How to scatter a global 3D field from a root to all MPI processes (from the plugin-side)

marcowurth · March 3, 2026, 5:00pm

Hi, cool to see such a modern new forum, this will be great for open-source development!

Coincidentally I just came across a task I couldn’t find a good resolution for yet and maybe it will be of use to others if we discuss this here…

So I’m developing a larger ComIn plugin which in a callback function called once at the beginning is reading in global icon fields from a netcdf file and this data is written into the host icon fields, it is basically an externally written initialization of icon fields. The problem arises because with MPI-only parallelization (which we use at KIT, although I never really understood why not run hybrid MPI-OpenMP) if all MPI processes of a node are reading in the global 3D fields from the file, the node runs out of memory. Then okay, I switched to reading in the global 3D file data from a single root MPI process only but then broadcasting this global field to all processes also needs to much memory.

What would be the easiest way to manually scatter the global field from one to all processes, so that every processes receives their p_patch data only (therefore keeping memory usage low)? And should ComIn have a helper function for this kind of task?

marcowurth · March 3, 2026, 5:59pm

A rather complicated way I can think of would be to have all receiving MPI processes each prepare a list of all global indices of their respective p_patch cells and gather this lists from the root process. Then have the root subset the global field and send the cut out p_patch data manually to all the other processes with MPI_Send/MPI_IRecv. Or split the global field into a new padded array (because cell numbers vary) and then send it with MPI_Scatter at once.
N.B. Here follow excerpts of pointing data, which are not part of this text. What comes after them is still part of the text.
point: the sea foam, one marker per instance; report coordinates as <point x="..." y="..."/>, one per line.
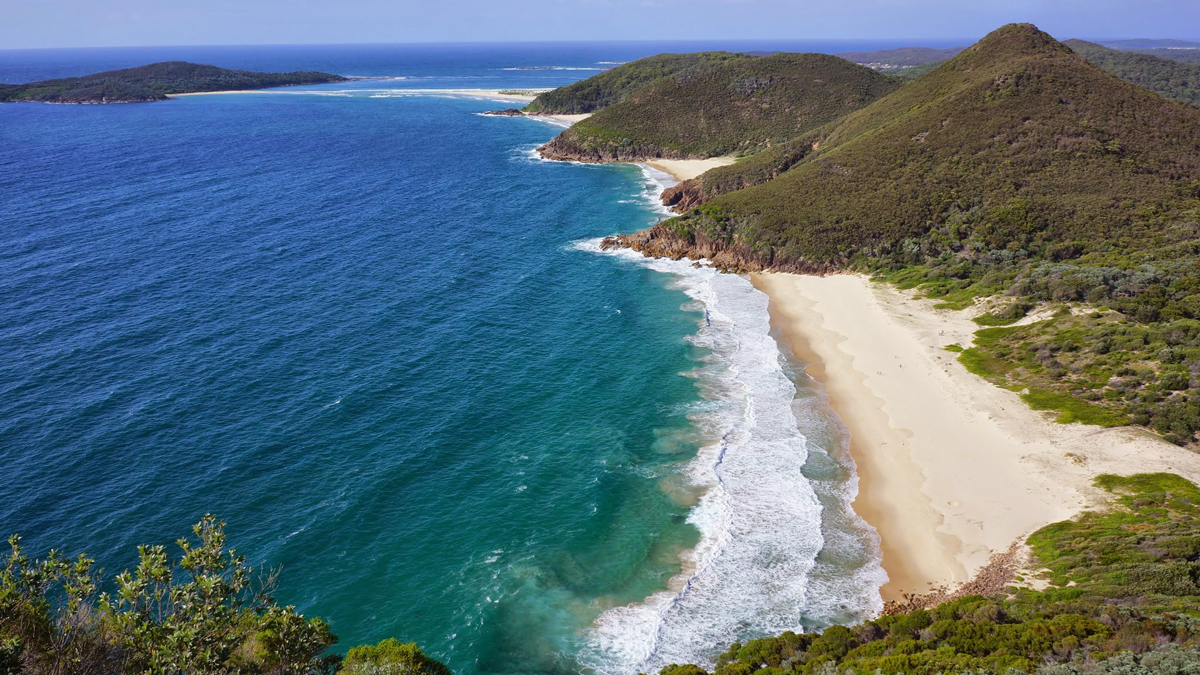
<point x="760" y="518"/>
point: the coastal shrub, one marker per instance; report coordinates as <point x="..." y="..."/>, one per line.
<point x="978" y="179"/>
<point x="1122" y="598"/>
<point x="203" y="611"/>
<point x="391" y="657"/>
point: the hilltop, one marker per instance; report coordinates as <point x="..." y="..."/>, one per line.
<point x="900" y="59"/>
<point x="1171" y="78"/>
<point x="741" y="107"/>
<point x="154" y="82"/>
<point x="615" y="85"/>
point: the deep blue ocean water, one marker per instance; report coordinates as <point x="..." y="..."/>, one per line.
<point x="372" y="332"/>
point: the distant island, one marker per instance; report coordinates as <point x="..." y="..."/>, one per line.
<point x="155" y="82"/>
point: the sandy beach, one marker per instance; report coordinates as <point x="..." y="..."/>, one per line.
<point x="683" y="169"/>
<point x="951" y="467"/>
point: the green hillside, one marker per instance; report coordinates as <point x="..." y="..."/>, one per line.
<point x="741" y="107"/>
<point x="1174" y="79"/>
<point x="616" y="84"/>
<point x="1015" y="168"/>
<point x="154" y="82"/>
<point x="901" y="58"/>
<point x="1015" y="144"/>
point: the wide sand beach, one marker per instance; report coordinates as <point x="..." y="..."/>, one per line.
<point x="951" y="466"/>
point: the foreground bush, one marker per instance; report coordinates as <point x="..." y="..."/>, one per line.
<point x="203" y="613"/>
<point x="1123" y="597"/>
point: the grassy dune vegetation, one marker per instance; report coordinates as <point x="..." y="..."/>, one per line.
<point x="1122" y="596"/>
<point x="1120" y="592"/>
<point x="615" y="85"/>
<point x="153" y="83"/>
<point x="741" y="107"/>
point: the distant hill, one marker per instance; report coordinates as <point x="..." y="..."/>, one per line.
<point x="615" y="85"/>
<point x="1186" y="55"/>
<point x="1173" y="79"/>
<point x="1017" y="171"/>
<point x="1139" y="45"/>
<point x="743" y="106"/>
<point x="154" y="82"/>
<point x="891" y="60"/>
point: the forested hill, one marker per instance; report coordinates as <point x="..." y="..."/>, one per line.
<point x="1015" y="169"/>
<point x="154" y="82"/>
<point x="1017" y="143"/>
<point x="742" y="106"/>
<point x="892" y="60"/>
<point x="1174" y="79"/>
<point x="615" y="85"/>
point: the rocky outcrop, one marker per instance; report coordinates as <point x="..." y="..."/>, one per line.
<point x="659" y="242"/>
<point x="565" y="147"/>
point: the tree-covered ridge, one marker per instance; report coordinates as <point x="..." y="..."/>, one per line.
<point x="1174" y="79"/>
<point x="900" y="58"/>
<point x="1122" y="597"/>
<point x="1015" y="149"/>
<point x="205" y="611"/>
<point x="1015" y="168"/>
<point x="741" y="107"/>
<point x="154" y="82"/>
<point x="615" y="85"/>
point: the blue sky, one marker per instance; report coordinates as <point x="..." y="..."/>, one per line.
<point x="109" y="23"/>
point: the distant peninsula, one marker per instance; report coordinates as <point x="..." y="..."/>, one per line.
<point x="155" y="82"/>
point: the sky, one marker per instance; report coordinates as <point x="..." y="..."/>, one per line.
<point x="119" y="23"/>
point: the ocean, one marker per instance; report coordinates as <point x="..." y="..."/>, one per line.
<point x="375" y="334"/>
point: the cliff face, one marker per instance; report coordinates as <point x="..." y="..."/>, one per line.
<point x="726" y="256"/>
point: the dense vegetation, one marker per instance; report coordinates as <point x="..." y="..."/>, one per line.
<point x="1014" y="168"/>
<point x="1174" y="79"/>
<point x="900" y="59"/>
<point x="1186" y="55"/>
<point x="1122" y="597"/>
<point x="739" y="107"/>
<point x="615" y="85"/>
<point x="1174" y="49"/>
<point x="153" y="83"/>
<point x="203" y="613"/>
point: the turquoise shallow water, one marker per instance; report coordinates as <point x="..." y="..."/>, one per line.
<point x="372" y="333"/>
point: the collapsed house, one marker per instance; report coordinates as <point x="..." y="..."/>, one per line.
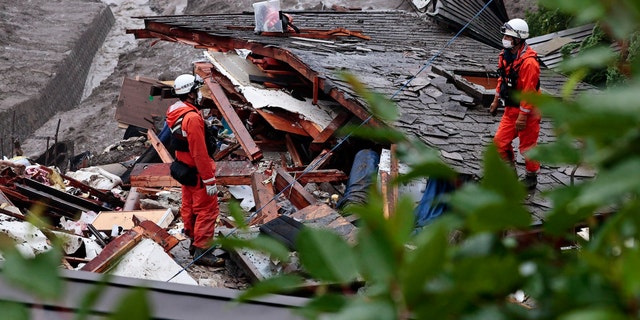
<point x="281" y="103"/>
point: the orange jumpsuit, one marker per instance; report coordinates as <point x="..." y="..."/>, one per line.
<point x="528" y="80"/>
<point x="199" y="211"/>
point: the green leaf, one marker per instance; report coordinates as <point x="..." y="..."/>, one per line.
<point x="14" y="310"/>
<point x="630" y="277"/>
<point x="326" y="256"/>
<point x="376" y="254"/>
<point x="38" y="275"/>
<point x="425" y="261"/>
<point x="361" y="309"/>
<point x="611" y="185"/>
<point x="261" y="243"/>
<point x="326" y="303"/>
<point x="476" y="276"/>
<point x="477" y="245"/>
<point x="134" y="305"/>
<point x="275" y="285"/>
<point x="593" y="313"/>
In the global descriptive data that ComIn provides, is there something like a reversed glb_index() that returns the individual process ranks for given global indices which the root process could use to recreate the domain decomposition?

Am I thinking to complicated in all this while trying to do external file I/O?

k202077 · March 4, 2026, 7:56am

I just recently removed some of the last traces of root-based input…please do not add it again.

Root-based IO has:

slow read performance
slow redistribution performance
bad memory scaling (will always crash for high enough grid resolutions)

It is better to use a distributed read approach:

the global array is split into M contiguous parts
- M is a subset of N (total number of processes)
- M is selected such that there is only one or very few processes per node
each of the M processes reads in its chunk of the global data
data redistribution from IO to ICON decomposition is handled by dedicated communication interface (`mo_communication` or `yaxt`)

Check out `src/io/shared/distributed` on details on how this is implemented in ICON.

k202077 · March 4, 2026, 8:08am

In case the original data is not on the ICON grid and in a much coarse resolution than (e.g. ERA5 data) the ICON grid, it makes more sense to read in the original data and map it on-the-fly to the ICON grid.

The reading of the coarse data can be done by dedicated read processes and the mapping to the ICON grid via YAC.

Check out `etc/`, which contains a couple of these read programs.

Nils3er · March 4, 2026, 11:16am

Hi Marco,

Thanks for bringing this up here.

This problem arises basically for all input data that ICON needs, and as Moritz already pointed out, there are also some utilities that solve the problem, though not using ComIn. In ComIn’s plugins/ directory you can find a yaxt_c (also yaxt_fortran if you prefer) plugin that uses yaxt to redistribute data across the compute nodes. You could easily alter that to read in data on a subset of processes and then scatter it globally.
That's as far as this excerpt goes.